Intellectual Property

Inherently research involves the creation of new ideas, processes, and/or designs. Often these literary, artistic or scientific inventions may have significant commercial value if developed and are generally viewed as intellectual property. In view of their economic value, their inventor has the right to limit access to and use of these materials. Copyrights, patents, trademarks, and trade secrets are examples of different legal mechanisms for protecting intellectual property. Today colleges and universities as well as corporations are increasingly concerned about intellectual property and intellectual properties issues such as patents, licensing, and nondisclosure agreements.

This section is intended to provide a primer on this subject focused on primarily on patents, copyrights, and issues related to these forms of intellectual property about which you should be informed as you work on your undergraduate research project. Note that even if you don’t believe you will invent anything as part of your undergraduate research project, it is a good idea to become familiar with your college, university or employer’s policies regarding intellectual property at the outset of your working relationship.

Articles on Intellectual Property

Copyright Basics

A copyright is a form of legal protection provided by the U.S. Government to anyone who creates an original artistic, dramatic, literary, or musical work in a “fixed” medium. Examples of materials that you can copyright include articles, books, webpages and webpage graphics, software, e-mail, photographs, dramatic presentations, lyrics, and movies. Copyright grants the creator the right to reproduce the work, prepare derivatives of it, and to lend, rent, lease, or sell copies of the work to others. If the work was created on or after January 1, 1978, the rights of copyright automatic at the time the work is created. The work doesn’t have to be published in order for it to be protected. Copyrights do have a finite lifetime and are normally valid seventy years beyond the life of the author.

Copyright doesn’t protect the ideas, the intellectual content of a copyrighted work. That protection is afforded by patents. It doesn’t protect names, familiar symbols, “works for hire,” or anything that is viewed as common property. Works for hire are materials created by employees as part of the normal scope of their employment. If you create something as a work for hire then normally your employer becomes the “author” of the work created. The life of a copyright from a work for hire is different from that of the normal copyright and last 95 years from publication/presentation of the work or 120 years from its creation, whichever period is shorter.

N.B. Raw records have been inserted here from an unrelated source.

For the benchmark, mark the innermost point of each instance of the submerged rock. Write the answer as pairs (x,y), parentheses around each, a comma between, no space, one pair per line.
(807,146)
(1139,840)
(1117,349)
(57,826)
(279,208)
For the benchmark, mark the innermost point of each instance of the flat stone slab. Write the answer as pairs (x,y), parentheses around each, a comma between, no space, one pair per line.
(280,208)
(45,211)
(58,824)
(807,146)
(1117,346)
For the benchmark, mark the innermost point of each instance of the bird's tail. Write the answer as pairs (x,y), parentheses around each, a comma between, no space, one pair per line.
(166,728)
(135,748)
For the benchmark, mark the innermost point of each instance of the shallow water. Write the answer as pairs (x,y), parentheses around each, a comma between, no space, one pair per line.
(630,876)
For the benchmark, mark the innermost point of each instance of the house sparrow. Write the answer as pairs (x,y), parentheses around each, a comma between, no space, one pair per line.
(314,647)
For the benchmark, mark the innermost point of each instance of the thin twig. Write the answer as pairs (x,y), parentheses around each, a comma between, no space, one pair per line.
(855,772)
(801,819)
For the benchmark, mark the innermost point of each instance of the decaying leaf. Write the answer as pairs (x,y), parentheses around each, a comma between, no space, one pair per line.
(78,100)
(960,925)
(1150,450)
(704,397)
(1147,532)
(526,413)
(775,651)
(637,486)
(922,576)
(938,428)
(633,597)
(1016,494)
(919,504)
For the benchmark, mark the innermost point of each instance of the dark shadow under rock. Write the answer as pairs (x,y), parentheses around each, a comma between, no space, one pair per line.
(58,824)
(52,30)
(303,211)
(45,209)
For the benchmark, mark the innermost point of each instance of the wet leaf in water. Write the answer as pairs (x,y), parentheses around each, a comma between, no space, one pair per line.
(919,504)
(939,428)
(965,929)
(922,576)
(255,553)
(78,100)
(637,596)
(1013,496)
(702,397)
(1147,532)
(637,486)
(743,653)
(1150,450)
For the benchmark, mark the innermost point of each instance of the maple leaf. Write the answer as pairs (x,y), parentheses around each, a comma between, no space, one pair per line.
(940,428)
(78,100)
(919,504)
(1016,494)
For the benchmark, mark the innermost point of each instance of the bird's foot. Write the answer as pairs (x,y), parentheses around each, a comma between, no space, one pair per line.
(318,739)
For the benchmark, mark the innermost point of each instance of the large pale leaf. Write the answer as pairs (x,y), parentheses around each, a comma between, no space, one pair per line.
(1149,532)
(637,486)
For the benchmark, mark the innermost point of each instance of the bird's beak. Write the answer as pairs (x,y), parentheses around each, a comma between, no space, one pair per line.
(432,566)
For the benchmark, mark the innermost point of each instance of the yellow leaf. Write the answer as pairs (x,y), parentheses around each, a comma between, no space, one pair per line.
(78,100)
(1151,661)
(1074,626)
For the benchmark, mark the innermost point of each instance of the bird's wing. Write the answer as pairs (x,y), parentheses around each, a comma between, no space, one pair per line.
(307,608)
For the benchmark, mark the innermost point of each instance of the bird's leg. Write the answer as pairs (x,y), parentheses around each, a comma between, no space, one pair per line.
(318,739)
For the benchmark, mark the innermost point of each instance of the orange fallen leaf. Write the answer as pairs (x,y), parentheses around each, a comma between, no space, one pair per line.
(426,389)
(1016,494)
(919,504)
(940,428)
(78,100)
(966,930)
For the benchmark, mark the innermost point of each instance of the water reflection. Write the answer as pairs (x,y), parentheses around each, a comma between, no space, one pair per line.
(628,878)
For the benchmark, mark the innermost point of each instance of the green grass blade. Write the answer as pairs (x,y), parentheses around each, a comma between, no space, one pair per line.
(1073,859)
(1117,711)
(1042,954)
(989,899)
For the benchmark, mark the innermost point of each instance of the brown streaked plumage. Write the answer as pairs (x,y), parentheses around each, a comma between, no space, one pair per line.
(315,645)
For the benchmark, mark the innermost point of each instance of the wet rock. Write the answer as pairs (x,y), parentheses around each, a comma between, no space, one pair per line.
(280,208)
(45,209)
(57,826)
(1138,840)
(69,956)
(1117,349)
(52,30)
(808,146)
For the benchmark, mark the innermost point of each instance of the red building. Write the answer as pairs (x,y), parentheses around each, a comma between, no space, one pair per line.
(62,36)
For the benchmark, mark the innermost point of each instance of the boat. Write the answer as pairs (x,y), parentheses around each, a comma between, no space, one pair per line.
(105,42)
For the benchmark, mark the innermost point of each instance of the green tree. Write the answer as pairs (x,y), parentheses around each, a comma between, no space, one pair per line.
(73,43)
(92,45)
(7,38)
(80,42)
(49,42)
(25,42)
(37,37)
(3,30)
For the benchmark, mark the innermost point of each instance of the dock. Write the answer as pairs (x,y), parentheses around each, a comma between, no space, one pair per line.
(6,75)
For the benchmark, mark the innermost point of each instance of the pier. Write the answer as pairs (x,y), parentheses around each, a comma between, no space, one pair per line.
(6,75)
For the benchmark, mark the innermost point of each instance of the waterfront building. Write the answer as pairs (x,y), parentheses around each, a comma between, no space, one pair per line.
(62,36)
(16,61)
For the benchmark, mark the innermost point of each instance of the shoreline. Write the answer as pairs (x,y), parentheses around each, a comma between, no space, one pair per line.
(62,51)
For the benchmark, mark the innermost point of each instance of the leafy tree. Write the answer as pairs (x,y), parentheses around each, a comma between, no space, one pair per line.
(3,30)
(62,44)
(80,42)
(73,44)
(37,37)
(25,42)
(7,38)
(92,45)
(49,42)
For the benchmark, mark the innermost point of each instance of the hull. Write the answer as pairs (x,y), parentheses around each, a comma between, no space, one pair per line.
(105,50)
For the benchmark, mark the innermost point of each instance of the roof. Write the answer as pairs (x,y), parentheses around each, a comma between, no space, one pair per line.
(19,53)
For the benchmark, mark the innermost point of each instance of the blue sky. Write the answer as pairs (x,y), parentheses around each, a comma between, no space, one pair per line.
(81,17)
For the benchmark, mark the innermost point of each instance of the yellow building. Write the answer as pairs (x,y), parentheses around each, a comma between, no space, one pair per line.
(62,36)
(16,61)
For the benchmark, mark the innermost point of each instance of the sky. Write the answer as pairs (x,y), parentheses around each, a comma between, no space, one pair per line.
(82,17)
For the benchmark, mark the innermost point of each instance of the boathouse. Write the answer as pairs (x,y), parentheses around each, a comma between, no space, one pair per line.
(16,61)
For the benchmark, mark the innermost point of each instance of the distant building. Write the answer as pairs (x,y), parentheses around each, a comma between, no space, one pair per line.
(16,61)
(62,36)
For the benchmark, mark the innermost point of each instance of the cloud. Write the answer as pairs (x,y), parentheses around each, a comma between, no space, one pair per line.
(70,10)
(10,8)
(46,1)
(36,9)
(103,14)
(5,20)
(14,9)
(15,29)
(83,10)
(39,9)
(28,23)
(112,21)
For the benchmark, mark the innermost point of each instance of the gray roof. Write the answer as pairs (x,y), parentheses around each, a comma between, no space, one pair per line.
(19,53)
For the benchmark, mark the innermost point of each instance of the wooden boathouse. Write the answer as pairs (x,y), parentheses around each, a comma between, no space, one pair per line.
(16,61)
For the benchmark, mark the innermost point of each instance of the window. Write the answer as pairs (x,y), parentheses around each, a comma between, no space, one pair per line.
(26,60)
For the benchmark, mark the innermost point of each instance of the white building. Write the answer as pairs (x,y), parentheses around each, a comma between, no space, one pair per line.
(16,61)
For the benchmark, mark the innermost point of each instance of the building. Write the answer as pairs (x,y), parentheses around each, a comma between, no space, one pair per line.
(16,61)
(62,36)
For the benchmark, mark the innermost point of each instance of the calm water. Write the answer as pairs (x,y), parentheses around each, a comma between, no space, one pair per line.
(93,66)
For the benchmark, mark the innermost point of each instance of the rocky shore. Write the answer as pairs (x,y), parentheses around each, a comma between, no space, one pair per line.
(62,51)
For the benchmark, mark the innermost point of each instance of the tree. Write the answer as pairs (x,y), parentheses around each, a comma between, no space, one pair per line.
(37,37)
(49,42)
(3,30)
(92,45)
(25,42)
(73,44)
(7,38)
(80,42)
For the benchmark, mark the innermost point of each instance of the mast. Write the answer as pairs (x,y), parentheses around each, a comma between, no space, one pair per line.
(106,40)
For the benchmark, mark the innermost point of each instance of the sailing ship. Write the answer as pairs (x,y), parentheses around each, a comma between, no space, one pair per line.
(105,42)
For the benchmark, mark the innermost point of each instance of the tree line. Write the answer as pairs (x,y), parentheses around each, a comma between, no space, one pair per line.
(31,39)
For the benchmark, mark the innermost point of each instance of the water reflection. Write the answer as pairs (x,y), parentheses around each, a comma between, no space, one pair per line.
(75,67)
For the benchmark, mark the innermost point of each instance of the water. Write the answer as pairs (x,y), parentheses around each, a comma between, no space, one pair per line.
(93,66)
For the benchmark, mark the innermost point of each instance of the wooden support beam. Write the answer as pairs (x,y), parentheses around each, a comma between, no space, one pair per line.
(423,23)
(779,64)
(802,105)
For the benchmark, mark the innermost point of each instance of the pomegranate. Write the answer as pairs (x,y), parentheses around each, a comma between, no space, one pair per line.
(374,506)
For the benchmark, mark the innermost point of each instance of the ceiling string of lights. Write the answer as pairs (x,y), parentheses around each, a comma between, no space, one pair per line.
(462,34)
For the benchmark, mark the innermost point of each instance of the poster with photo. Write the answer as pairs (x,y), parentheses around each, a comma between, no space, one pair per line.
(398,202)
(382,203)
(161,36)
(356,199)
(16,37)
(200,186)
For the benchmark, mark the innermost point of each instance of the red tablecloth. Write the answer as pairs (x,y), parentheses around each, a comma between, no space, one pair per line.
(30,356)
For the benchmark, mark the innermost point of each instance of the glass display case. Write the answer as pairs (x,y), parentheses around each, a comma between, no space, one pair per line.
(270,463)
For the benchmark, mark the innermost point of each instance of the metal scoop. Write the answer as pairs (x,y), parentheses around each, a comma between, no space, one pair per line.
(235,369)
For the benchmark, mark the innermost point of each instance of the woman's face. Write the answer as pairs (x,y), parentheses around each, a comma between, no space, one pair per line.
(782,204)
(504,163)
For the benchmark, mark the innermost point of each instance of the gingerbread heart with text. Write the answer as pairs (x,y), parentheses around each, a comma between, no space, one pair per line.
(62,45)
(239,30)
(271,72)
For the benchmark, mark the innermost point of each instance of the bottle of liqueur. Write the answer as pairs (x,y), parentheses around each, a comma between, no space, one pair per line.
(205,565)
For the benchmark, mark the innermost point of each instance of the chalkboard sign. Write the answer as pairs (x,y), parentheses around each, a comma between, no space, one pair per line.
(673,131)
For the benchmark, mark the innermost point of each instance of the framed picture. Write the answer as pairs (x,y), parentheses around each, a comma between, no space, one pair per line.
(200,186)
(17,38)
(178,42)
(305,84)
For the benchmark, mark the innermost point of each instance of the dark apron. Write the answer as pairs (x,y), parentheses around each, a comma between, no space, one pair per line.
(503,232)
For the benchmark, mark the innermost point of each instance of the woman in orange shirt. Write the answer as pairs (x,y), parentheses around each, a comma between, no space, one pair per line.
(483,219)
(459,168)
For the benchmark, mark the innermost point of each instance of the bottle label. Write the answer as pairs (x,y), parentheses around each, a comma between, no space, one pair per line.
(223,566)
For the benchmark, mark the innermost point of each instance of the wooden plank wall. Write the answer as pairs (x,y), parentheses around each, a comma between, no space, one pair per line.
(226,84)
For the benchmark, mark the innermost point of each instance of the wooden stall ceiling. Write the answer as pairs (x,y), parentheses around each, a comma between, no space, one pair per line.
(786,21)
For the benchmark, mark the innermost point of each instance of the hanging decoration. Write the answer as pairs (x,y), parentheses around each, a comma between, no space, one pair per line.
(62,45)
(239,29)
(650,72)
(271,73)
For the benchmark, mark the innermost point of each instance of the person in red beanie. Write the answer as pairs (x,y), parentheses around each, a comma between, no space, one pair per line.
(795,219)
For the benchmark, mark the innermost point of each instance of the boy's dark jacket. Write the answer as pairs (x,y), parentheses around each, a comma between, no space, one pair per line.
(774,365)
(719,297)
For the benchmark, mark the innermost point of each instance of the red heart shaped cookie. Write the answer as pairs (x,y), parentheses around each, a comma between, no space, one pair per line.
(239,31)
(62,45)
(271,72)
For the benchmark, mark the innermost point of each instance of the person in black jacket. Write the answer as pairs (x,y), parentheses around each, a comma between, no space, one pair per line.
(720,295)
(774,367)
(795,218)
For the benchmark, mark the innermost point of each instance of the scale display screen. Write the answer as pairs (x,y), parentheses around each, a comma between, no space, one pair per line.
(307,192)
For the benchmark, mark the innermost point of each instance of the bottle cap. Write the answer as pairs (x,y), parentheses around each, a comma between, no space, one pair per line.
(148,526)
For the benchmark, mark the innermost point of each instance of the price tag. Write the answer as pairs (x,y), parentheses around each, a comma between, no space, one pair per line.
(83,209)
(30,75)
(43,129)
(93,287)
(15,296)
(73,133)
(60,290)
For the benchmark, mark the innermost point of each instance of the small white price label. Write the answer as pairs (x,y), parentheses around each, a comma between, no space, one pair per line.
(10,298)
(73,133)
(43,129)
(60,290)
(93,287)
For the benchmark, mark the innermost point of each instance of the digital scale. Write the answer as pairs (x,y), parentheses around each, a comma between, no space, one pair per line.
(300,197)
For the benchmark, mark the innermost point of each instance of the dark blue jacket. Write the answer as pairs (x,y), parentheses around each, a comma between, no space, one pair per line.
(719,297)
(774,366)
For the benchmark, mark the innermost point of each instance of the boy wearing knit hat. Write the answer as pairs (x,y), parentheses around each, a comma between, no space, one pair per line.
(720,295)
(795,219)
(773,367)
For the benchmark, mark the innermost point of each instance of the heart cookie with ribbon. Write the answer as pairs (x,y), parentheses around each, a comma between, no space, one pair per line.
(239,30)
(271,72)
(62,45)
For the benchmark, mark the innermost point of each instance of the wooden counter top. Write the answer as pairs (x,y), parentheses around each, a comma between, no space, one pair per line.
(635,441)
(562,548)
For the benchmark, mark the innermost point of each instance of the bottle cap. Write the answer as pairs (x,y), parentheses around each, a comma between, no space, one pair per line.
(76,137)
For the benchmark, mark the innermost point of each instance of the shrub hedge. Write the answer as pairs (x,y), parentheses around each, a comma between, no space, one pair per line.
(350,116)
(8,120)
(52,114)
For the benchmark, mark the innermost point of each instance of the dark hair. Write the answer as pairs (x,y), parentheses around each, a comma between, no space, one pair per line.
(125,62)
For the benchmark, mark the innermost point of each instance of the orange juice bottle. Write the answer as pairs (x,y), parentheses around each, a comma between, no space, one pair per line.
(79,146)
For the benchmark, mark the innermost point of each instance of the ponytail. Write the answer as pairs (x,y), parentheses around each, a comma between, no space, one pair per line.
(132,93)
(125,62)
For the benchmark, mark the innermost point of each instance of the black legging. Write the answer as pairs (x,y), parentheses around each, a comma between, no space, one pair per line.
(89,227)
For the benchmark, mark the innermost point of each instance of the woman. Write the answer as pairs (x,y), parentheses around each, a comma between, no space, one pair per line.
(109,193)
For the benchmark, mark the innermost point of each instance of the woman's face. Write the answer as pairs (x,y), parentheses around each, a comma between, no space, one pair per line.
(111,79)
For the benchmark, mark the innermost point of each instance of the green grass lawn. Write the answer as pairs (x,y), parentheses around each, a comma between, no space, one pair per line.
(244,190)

It is useful to know that you can’t always identify copyrighted materials as no notice is currently required by U.S. law. So don’t assume that you can freely copy something simply because it doesn’t contain a copyright notice. Only materials copyrighted on or before March 1, 1989 must be marked with a copyright notice. The format is easy to recognize. It begins with the copyright symbol “©,” the word “Copyright” or the abbreviation “Copr.,” followed by the year of first publication and the name of the copyright holder. For example: “© 2005 Ay Dot Student”

Although not required by law, it may be useful to register your copyright with the Library of Congress’ Copyright Office. Registration is particularly important if you feel it is likely that someone may attempt to infringe on your copyright. Registration serves as a public record of your copyright and is required if you wish to file an infringement suit in a U.S. court. The website for the U.S. Copyright Office provides more detailed information regarding registration, its benefits, and the registration process.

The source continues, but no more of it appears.